Bird Watching: Obama’s an ‘Odd Duck,’ But His GOP Critics ‘Screech Like Ravens on Meth’

The Obama administration is in the doldrums, and not only because it’s August. Is it that the president has a short attention span, or that he’s insufficiently ideological, or have Republicans just worn him down? Three lefty pundits opined on the issue earlier this week.

In a Tuesday New Republic piece, Georgetown history professor Michael Kazin identified “Obama’s sober mistrust of ideology and partisanship” as an obstacle to progress and urged Obama to go beyond “pragmatism” (emphasis added):

Why has Barack Obama—one of the most eloquent and thoughtful of recent presidents—become such a terrible politician? Midway through his sixth year in office, his ineptitude is pretty clear. He frustrated and demobilized the huge base he built during his campaigns and, unless the polls turn around quickly, will be watching from the White House as the GOP takes full control of Congress this fall…

Obama is governing a nation full of discouraged, sometimes angry people, and he seems unable or unwilling to address their discontent in any sustained or effective way. Worse, except for those deluded souls who believe he’s a tyrannical socialist, the president has become a rather boring and insignificant figure...

[I]f Obama cares deeply about anything he has accomplished or intends to accomplish, he has made no serious or sustained attempt to let us know…No topic seems to hold his interest very long…

…Instead of helping him navigate the political rapids, Obama’s sober mistrust of ideology and partisanship has left him without the ability to change the course of the nation or the thinking of its citizens in any significant way.  

Of course, the man had a lot to overcome. Obama took office with an economy tilting toward chaos and two not-so-little wars requiring urgent settlement. From the start, the opposition party has lived up to its name with a discipline Lenin would have admired. And, with the exception of the LGBT movement, no popular force on the left has mustered the resources or staying power to counter the zeal of Tea Partiers and the money of the Kochs and their ilk. Given all this, it’s remarkable that Obama achieved most of what he set out to do… 

…[I]f he truly cares about his legacy, he ought to realize, right now, that pragmatism is never enough.

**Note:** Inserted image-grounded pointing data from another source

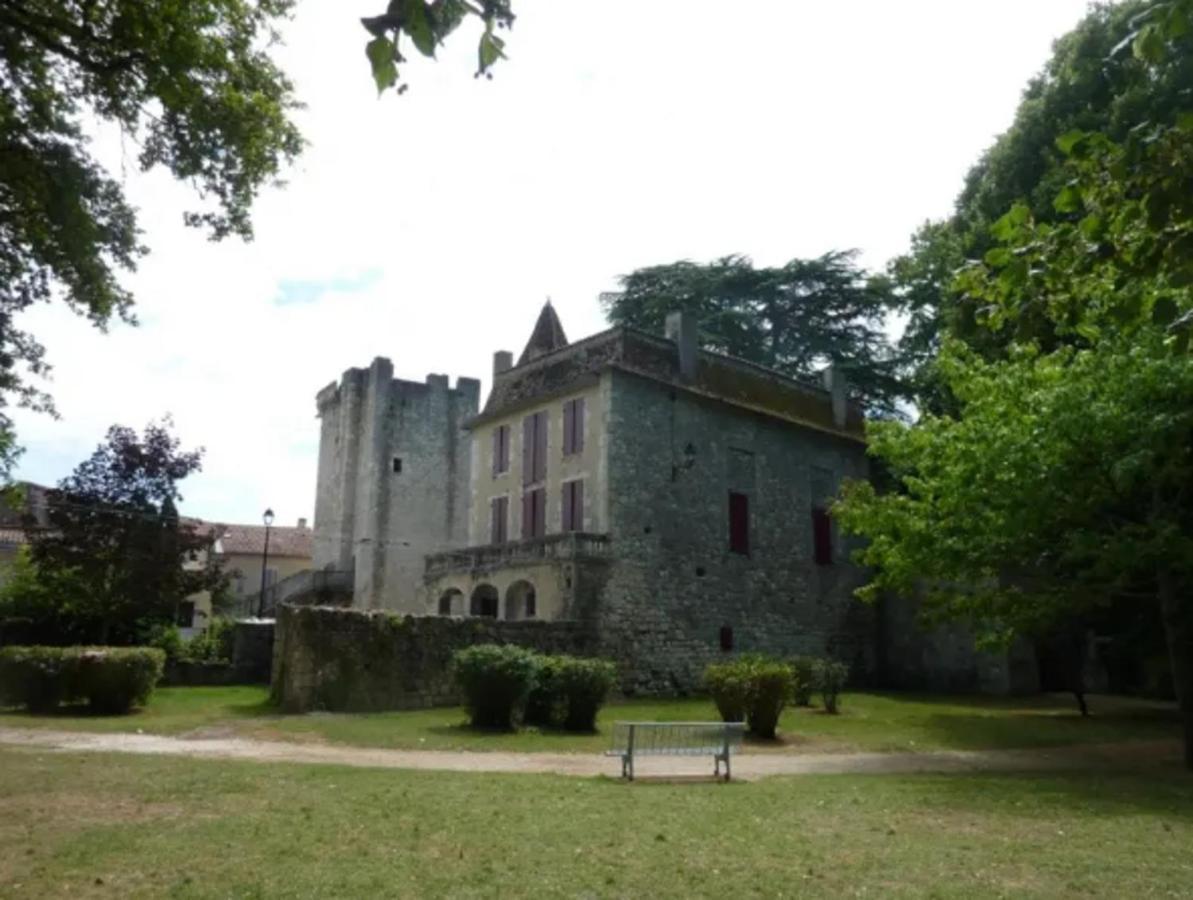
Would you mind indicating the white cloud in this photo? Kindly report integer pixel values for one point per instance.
(617, 135)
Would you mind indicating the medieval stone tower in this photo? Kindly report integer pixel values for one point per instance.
(394, 473)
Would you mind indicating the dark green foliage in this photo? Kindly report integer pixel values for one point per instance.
(115, 679)
(793, 318)
(111, 679)
(583, 684)
(212, 645)
(829, 678)
(496, 680)
(753, 689)
(729, 685)
(804, 671)
(115, 561)
(545, 704)
(38, 678)
(189, 84)
(426, 24)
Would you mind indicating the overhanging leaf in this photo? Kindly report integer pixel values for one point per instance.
(381, 56)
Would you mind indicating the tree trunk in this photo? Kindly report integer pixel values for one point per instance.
(1178, 616)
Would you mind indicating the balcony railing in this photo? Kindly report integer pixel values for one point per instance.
(563, 547)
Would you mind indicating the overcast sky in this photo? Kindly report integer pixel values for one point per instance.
(430, 228)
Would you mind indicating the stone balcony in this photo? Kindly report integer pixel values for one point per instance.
(568, 547)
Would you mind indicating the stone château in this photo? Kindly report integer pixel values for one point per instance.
(671, 500)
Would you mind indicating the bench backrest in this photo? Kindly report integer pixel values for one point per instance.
(677, 738)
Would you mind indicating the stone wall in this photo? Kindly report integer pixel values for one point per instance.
(354, 660)
(393, 484)
(673, 584)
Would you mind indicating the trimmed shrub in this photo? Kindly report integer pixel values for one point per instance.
(111, 679)
(545, 703)
(495, 679)
(115, 679)
(753, 689)
(830, 677)
(804, 669)
(38, 678)
(583, 684)
(729, 685)
(771, 685)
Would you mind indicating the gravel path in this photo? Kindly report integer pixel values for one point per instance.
(747, 765)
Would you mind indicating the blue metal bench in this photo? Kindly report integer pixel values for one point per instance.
(675, 739)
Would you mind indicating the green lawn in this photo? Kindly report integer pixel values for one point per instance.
(867, 721)
(119, 826)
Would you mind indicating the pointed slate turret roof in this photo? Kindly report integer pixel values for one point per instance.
(546, 337)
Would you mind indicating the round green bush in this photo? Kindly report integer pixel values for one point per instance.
(804, 670)
(583, 684)
(545, 703)
(729, 685)
(830, 677)
(496, 680)
(111, 679)
(115, 679)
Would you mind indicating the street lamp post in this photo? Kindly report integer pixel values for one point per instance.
(267, 518)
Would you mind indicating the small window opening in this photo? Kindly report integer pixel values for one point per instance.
(727, 637)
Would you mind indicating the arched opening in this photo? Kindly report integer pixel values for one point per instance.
(451, 602)
(484, 602)
(520, 600)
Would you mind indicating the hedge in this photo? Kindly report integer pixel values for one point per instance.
(753, 689)
(110, 679)
(496, 680)
(504, 684)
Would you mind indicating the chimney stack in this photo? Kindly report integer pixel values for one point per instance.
(681, 328)
(501, 361)
(838, 388)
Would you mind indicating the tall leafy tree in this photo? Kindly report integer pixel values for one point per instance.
(1063, 480)
(191, 84)
(796, 318)
(1093, 82)
(116, 556)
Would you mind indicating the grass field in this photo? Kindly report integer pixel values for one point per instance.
(867, 721)
(96, 826)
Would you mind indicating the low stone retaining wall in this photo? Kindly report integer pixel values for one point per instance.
(352, 660)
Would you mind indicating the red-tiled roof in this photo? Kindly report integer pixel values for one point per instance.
(284, 541)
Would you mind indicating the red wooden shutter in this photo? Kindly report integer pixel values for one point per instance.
(739, 523)
(539, 464)
(529, 450)
(822, 536)
(539, 512)
(569, 414)
(527, 515)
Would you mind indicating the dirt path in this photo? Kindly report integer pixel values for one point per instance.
(748, 765)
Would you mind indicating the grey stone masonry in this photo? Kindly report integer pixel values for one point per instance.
(394, 468)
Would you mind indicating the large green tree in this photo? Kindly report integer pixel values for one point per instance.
(116, 559)
(795, 318)
(1093, 82)
(1062, 480)
(191, 84)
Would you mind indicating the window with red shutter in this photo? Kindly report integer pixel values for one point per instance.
(499, 528)
(573, 506)
(533, 513)
(822, 536)
(739, 523)
(574, 426)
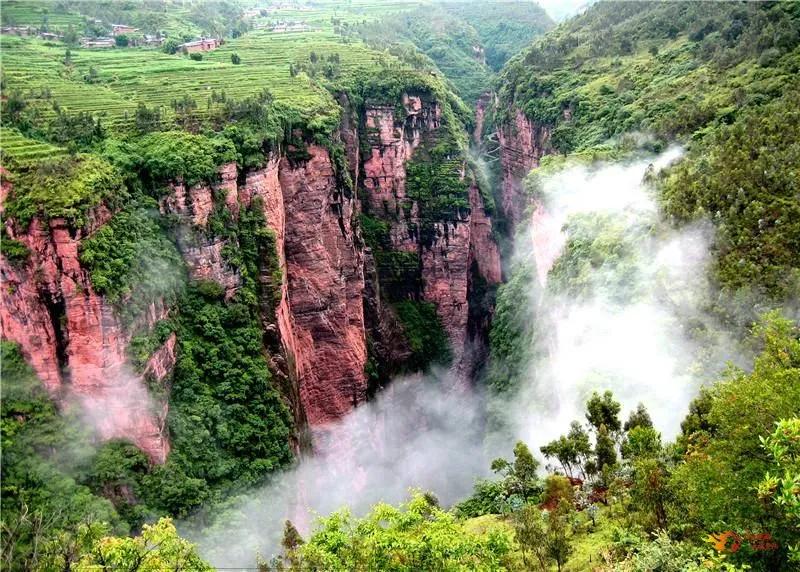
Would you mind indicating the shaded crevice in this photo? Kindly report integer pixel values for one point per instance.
(56, 310)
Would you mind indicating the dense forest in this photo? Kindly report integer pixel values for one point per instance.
(162, 196)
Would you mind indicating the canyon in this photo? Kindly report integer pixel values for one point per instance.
(331, 306)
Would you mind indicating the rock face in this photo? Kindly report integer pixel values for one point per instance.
(325, 289)
(72, 337)
(522, 145)
(330, 301)
(445, 261)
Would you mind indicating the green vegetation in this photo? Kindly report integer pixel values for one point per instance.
(177, 155)
(44, 502)
(64, 188)
(666, 68)
(511, 336)
(733, 468)
(465, 42)
(415, 536)
(425, 335)
(131, 261)
(744, 177)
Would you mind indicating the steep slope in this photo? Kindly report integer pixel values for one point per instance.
(466, 42)
(666, 70)
(227, 284)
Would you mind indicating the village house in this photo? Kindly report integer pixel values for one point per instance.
(201, 45)
(148, 40)
(98, 42)
(118, 29)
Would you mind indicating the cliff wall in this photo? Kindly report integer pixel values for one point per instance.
(328, 305)
(522, 144)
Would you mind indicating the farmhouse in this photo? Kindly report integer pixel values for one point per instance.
(117, 29)
(98, 42)
(148, 40)
(201, 45)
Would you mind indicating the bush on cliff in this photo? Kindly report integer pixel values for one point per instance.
(131, 261)
(64, 188)
(44, 452)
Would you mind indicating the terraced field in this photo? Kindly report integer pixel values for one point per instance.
(35, 12)
(323, 12)
(111, 83)
(15, 148)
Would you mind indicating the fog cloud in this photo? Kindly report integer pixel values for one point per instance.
(631, 321)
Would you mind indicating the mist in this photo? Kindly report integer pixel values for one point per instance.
(634, 325)
(631, 321)
(420, 432)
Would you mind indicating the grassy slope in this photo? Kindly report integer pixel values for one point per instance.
(668, 68)
(127, 77)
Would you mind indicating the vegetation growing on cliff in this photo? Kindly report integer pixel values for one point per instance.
(131, 260)
(44, 455)
(744, 177)
(463, 41)
(668, 68)
(64, 188)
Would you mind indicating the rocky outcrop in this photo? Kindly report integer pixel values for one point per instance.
(325, 274)
(451, 245)
(330, 305)
(201, 249)
(522, 145)
(72, 337)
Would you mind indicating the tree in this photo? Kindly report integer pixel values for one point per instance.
(603, 410)
(291, 542)
(520, 476)
(572, 450)
(559, 534)
(146, 119)
(530, 530)
(641, 443)
(171, 46)
(70, 36)
(649, 492)
(638, 418)
(417, 535)
(556, 489)
(604, 450)
(782, 487)
(729, 457)
(157, 548)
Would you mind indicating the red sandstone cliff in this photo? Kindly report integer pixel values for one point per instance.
(72, 337)
(446, 263)
(330, 301)
(522, 145)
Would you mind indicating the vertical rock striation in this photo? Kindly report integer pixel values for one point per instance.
(330, 303)
(72, 337)
(522, 145)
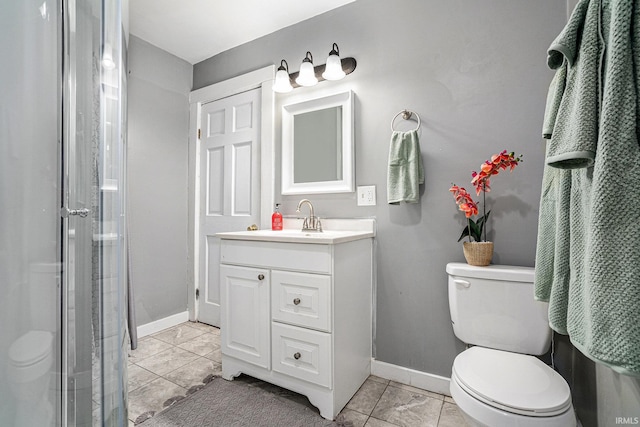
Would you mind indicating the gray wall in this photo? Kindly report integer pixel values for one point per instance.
(159, 86)
(476, 74)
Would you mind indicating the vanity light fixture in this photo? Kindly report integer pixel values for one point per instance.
(309, 75)
(333, 69)
(282, 82)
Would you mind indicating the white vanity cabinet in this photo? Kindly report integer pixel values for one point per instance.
(298, 315)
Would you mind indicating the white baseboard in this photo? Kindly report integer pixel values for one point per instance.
(162, 324)
(423, 380)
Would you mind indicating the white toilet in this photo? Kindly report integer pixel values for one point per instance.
(31, 356)
(497, 382)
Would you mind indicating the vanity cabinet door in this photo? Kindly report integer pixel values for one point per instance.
(245, 323)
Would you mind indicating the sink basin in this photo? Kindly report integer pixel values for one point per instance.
(330, 237)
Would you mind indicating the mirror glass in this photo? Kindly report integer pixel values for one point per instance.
(317, 154)
(317, 145)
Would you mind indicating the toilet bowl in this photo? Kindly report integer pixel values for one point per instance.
(498, 381)
(31, 355)
(497, 388)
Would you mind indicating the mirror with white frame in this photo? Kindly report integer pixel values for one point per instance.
(317, 145)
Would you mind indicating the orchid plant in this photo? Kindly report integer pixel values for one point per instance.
(477, 230)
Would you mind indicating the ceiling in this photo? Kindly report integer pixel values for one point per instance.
(195, 30)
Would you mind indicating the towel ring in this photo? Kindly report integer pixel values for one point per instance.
(406, 114)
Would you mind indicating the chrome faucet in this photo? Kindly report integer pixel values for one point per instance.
(312, 223)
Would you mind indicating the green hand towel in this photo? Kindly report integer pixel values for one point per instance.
(406, 172)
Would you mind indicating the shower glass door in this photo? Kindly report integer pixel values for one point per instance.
(94, 304)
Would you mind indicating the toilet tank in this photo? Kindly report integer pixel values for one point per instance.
(494, 307)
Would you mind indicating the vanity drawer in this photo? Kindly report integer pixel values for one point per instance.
(301, 299)
(289, 256)
(302, 353)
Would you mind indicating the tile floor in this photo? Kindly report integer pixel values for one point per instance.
(167, 364)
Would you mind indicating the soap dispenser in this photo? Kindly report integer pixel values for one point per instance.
(276, 219)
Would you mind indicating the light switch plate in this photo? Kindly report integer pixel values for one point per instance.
(367, 195)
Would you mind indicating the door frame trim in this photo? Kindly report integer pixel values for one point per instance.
(263, 79)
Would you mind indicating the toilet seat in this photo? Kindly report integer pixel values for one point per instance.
(511, 382)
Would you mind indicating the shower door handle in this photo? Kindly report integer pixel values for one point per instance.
(82, 213)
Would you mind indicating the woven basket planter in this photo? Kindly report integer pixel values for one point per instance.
(478, 253)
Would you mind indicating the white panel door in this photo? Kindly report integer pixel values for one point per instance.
(245, 321)
(229, 186)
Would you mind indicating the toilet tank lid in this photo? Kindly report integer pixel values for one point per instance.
(492, 272)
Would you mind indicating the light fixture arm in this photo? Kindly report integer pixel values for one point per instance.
(348, 65)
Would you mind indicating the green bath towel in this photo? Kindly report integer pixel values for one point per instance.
(406, 172)
(588, 254)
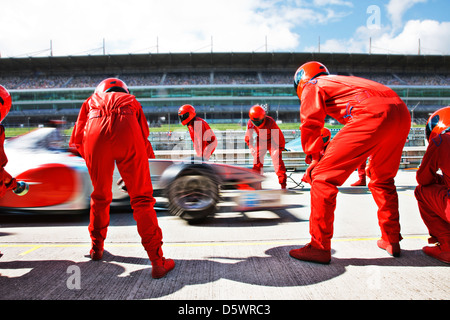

-- Also on Tuesday, Charles Pierce of Esquire contended that Obama, though understandably discouraged by five-plus years of GOP extremism, should push back and “say anything he wants now”:

[T]he president is not a "divisive figure." He has been made into a divisive figure...The harder he preached his message of conciliation, the more his enemies made a figure of division out of him…He placed himself in a kind of box because his rhetoric about racial reconciliation and one America failed to take into account the political utility of entrenched racism…

Weariness in a president is understandable…But, even at the end of their respective ropes, LBJ got a gun-control law passed, and Nixon increased the minimum wage, and Reagan managed to work with Gorbachev, and Lincoln managed to win the Civil War. The president can say anything he wants now. He will never run for re-election again. His opponents are going to screech like ravens on meth no matter what he says…

-- And Kevin Drum of Mother Jones wondered on Wednesday why Obama wanted to be president in the first place:

Obama is an odd duck. It's not just that he doesn't schmooze. As near as I can tell, he has a barely concealed contempt for Congress. He doesn't really enjoy playing the political game…Even if Republicans were acting like a normal political party these days, I still don't think he'd enjoy it much. And yet, he spent years campaigning for the top political job in the United States. It's a little bit of a mystery, frankly.